Coe and Coe write that, in addition to media highlights, there has been an abundance of medical and nutritional literature published in the last decade advocating the beneficial health effects of chocolate; primarily due to alkaloids caffeine and theobromine (30). Through these recent medical studies, it is known that caffeine levels are low and that bromine “is said to be mood-enhancing, and is a known stimulant, vasodilator, and diuretic” (Coe and Coe 31).
As can be seen after thousands of years of collective (if sometimes controversial) scientific, medicinal, religious, and cultural evidence, chocolate does indeed seem to have healing powers and just may be the original superfood.
A Concise History Of Chocolate. C-spot. http://www.c-spot.com/atlas/historical-timeline/. N.p. N.d. Web. 19 Feb. 2016.
Coe, Sophie D. and Michael D. Coe. The True History of Chocolate. Third Edition. Thames & Hudson Ltd: London, 2013. Print.
Grivetti, Louis Evan. and Howard-Yana Shapiro. Chocolate: History, Culture and Heritage. Wiley:New York, 2009. Print.

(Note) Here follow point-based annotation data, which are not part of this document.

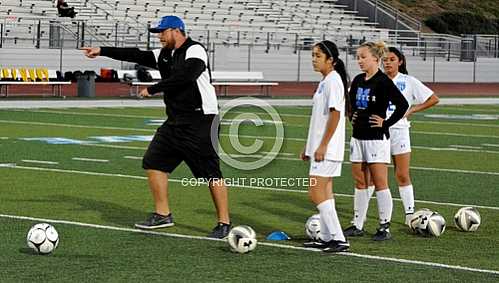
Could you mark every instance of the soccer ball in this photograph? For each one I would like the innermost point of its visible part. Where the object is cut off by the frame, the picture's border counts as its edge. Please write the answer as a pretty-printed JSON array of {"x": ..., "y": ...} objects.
[
  {"x": 42, "y": 238},
  {"x": 242, "y": 239},
  {"x": 419, "y": 221},
  {"x": 436, "y": 224},
  {"x": 313, "y": 227},
  {"x": 467, "y": 219}
]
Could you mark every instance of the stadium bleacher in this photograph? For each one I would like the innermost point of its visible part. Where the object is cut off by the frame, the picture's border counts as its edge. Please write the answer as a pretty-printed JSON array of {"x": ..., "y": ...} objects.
[{"x": 254, "y": 21}]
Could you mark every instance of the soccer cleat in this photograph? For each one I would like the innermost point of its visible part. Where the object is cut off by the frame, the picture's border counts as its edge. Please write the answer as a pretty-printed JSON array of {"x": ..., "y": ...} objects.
[
  {"x": 317, "y": 244},
  {"x": 220, "y": 231},
  {"x": 336, "y": 246},
  {"x": 383, "y": 232},
  {"x": 353, "y": 231},
  {"x": 156, "y": 221},
  {"x": 408, "y": 218}
]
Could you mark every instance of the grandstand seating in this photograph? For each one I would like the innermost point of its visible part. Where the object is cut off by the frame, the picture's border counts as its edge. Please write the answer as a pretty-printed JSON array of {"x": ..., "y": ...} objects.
[{"x": 283, "y": 22}]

Martin, Carla D. “Mesoamerica and the ‘Food of the Gods.’” Chocolate, Culture, and the Politics of Food. Harvard Extension School: Cambridge, MA. 3 Feb. 2016. Class Lecture.
Martin, Carla D. “Sugar and Cacao.” Chocolate, Culture, and the Politics of Food. Harvard Extension School: Cambridge, MA. 17 Feb. 2016. Class Lecture.
Presilla, Maricel E. The New Taste of Chocolate Revised. Ten Speed Press: Berkeley, CA, 2009. Print.
“Superfood.” Merriam-Webster.com. Merriam-Webster, 2015. Web. 19 February 2016.